Les modalités financières et techniques de ces prêts ainsi que les règles générales qui président à leur attribution seront fixées dans une convention passée entre chaque caisse d'épargne et la caisse des dépôts et consignations. Cette convention devra être conforme à une convention type arrêtée d'un commun accord par la caisse des dépôts et consignations et par l'union nationale des caisses d'épargne de France.
Abrogé22 juin 1985

Créé le 1 juillet 1952

Il est institué dans chaque département un comité chargé d'examiner les demandes de prêts émanant des collectivités et organismes du département où il siège et qui lui sont soumises par les caisses d'épargne. Ce comité est présidé par le trésorier-payeur général et, à Paris, par le receveur des finances de Paris, trésorier-payeur général de la région parisienne. Il comprend en outre :
Quatre représentants des caisses d'épargne désignés par l'ensemble des caisses d'épargne ayant leur siège ou possédant des succursales dans ce département, l'un d'entre eux au moins devant appartenir à la caisse du chef-lieu, quand il en existe une ;
Deux personnalités désignées par le ministre de l'économie et des finances ;
Un représentant du préfet du département ;
Le représentant régional de la caisse des dépôts et consignations.
Les prêts ne peuvent être attribués par les caisses d'épargne qu'après avoir obtenu l'avis favorable du comité. Ce comité donne son avis dans un délai maximum de deux mois à partir du jour de la réception des demandes dont il est saisi. Lorsque l'avis du comité n'est pas acquis à l'unanimité, le président peut demander une deuxième lecture qui doit elle-même intervenir dans un délai d'un mois. Si le comité ne s'est pas prononcé dans les délais prévus à l'alinéa précédent, son avis est réputé favorable.
Abrogé16 avril 1971

Créé le 1 juillet 1952

(article abrogé).

Créé le 1 juillet 1952

Un comité permanent est créé pour suivre les opérations de financement de prêts aux collectivités locales prévues ci-dessus.
Ce comité est ainsi composé :
Un représentant du ministre de l'économie et des finances ;
Le directeur général de la caisse des dépôts et consignations ou son représentant ;
Deux membres choisis par la commission supérieure des caisses d'épargne parmi les membres élus par les conseils d'administration.
S'il n'y a pas de majorité, la voix du directeur général de la caisse des dépôts et consignations ou de son représentant est prépondérante.
Abrogé22 juin 1985

Créé le 1 juillet 1952

Les fonds versés par les caisses d'épargne à la caisse des dépôts et consignations, y compris ceux employés dans les conditions de l'article 45 ci-dessus, bénéficient de la garantie de l'Etat.

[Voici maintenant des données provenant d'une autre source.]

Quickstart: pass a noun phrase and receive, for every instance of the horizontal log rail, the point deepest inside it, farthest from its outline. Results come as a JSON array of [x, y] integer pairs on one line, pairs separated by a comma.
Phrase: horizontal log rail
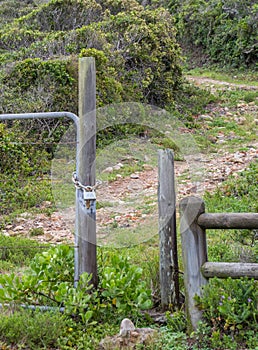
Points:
[[233, 270], [228, 220], [197, 270]]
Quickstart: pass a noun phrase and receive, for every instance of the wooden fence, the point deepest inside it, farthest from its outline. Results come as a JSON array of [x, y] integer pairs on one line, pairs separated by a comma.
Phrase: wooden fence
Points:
[[197, 269]]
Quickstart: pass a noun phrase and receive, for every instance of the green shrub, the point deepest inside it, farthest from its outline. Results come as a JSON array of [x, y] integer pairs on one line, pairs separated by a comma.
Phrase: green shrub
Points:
[[226, 30], [31, 330], [230, 309], [49, 281], [17, 251]]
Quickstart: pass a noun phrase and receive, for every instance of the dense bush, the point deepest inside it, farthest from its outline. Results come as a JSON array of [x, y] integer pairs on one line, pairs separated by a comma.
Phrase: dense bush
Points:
[[226, 30], [127, 73], [49, 281]]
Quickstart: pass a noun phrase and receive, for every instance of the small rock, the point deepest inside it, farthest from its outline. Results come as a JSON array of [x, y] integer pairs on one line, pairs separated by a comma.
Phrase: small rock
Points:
[[147, 167], [118, 166], [19, 228], [206, 117], [129, 337], [108, 170]]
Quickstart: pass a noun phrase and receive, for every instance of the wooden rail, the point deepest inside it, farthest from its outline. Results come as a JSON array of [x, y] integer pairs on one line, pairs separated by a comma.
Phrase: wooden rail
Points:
[[197, 269]]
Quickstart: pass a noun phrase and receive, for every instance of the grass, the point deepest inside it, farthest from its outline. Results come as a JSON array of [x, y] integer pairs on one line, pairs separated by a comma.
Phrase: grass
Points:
[[141, 244], [235, 76], [16, 252]]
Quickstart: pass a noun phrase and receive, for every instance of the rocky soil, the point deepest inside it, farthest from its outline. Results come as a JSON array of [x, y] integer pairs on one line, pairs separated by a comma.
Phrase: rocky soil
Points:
[[126, 197]]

Créé le 1 juillet 1952 · En vigueur du 30 décembre 2004 au 24 août 2005

A compter du 1er janvier 2005, le taux de l'intérêt servi par la Caisse des dépôts et consignations aux caisses d'épargne et de prévoyance sur les fonds provenant du premier livret est supérieur de 1,10 % à celui qui est servi aux déposants.
La rémunération définie à l'alinéa précédent, versée par la Caisse des dépôts et consignations, est majorée d'un intéressement ou diminuée d'une réfaction dont le montant est calculé en fonction des variations d'encours moyens annuels des dépôts des premiers livrets. Cette majoration ou cette réfaction sont fixées par le ministre chargé de l'économie par rapport à un taux d'évolution des dépôts qu'il détermine chaque année après consultation de la Caisse nationale des caisses d'épargne et de prévoyance, sans que la différence entre le taux de l'intérêt servi par la Caisse des dépôts et consignations et celui qui est servi aux déposants puisse excéder 1,15 % ni être inférieure à 1,05 %.

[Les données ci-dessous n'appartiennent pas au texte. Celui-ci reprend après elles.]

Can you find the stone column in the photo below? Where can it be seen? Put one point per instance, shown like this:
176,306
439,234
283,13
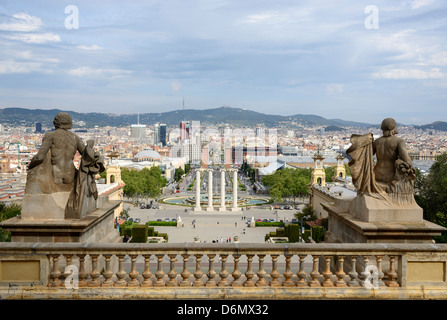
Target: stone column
198,186
235,186
210,190
222,190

Créé le 1 juillet 1952 · En vigueur du 1 janvier 2001 au 24 août 2005

Sont affectés à cette réserve :
1° Le fonds de réserve actuel ;
2° Les intérêts et les primes d'amortissements provenant de ce fonds lui-même ;
3° La différence entre, d'une part, le revenu des valeurs du portefeuille et du compte courant avec le Trésor et, d'autre part, le montant des intérêts, des ristournes et de la part des primes de fidélité servies chaque année aux caisses d'épargne au titre du premier livret ;
4° Les retenues d'intérêts imposées aux titulaires de plusieurs livrets conformément à l'article 17 du présent code.

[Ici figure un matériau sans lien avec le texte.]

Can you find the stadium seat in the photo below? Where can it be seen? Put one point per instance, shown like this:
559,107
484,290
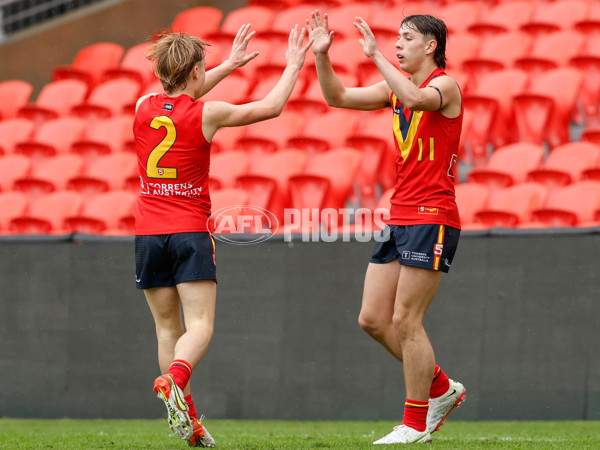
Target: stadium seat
200,21
508,165
13,131
12,204
270,135
52,137
459,16
107,172
50,175
102,214
317,135
470,198
512,205
14,94
267,181
496,53
543,113
374,139
90,63
503,17
327,180
260,17
12,167
46,214
565,164
108,99
570,205
55,100
134,66
542,56
225,167
104,136
556,15
490,103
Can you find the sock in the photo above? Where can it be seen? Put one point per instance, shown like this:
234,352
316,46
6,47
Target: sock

Créé le 1 juillet 1952 · En vigueur du 22 juin 1985 au 24 août 2005

Peuvent seuls être imputés sur le fonds de réserve institué par l'article précédent :
1° Les pertes qui viendraient à résulter soit de différences d'intérêts, soit d'opérations ayant pour but d'assurer le service des remboursements au titre du premier livret ;
2° Les sommes à prélever soit à titre définitif, soit à titre d'avance en cas d'insuffisance de la fortune personnelle d'une caisse d'épargne pour faire face aux pertes déjà constatées ou qui seraient ultérieurement reconnues dans sa gestion dans la mesure où ces pertes sont rattachées à la gestion des fonds déposés par les caisses d'épargne et de prévoyance au titre du premier livret ;
3° Les frais du contrôle institué par l'article 67 ainsi que la rémunération de la garantie de l'Etat prévue au même article. Le montant de cette rémunération est fixé par décret, après avis de la commission de surveillance de la Caisse des dépôts et consignations ;
4° Sur décision du ministre de l'économie et des finances, les dépenses exceptionnelles dont la nature intéresse l'ensemble des caisses d'épargne ;
5° La dotation à prélever pour concourir aux frais de contrôle du centre national des caisses d'épargne et de prévoyance institué par l'article 4 de la loi n° 83-557 du 1er juillet 1983 portant réforme des caisses d'épargne et de prévoyance.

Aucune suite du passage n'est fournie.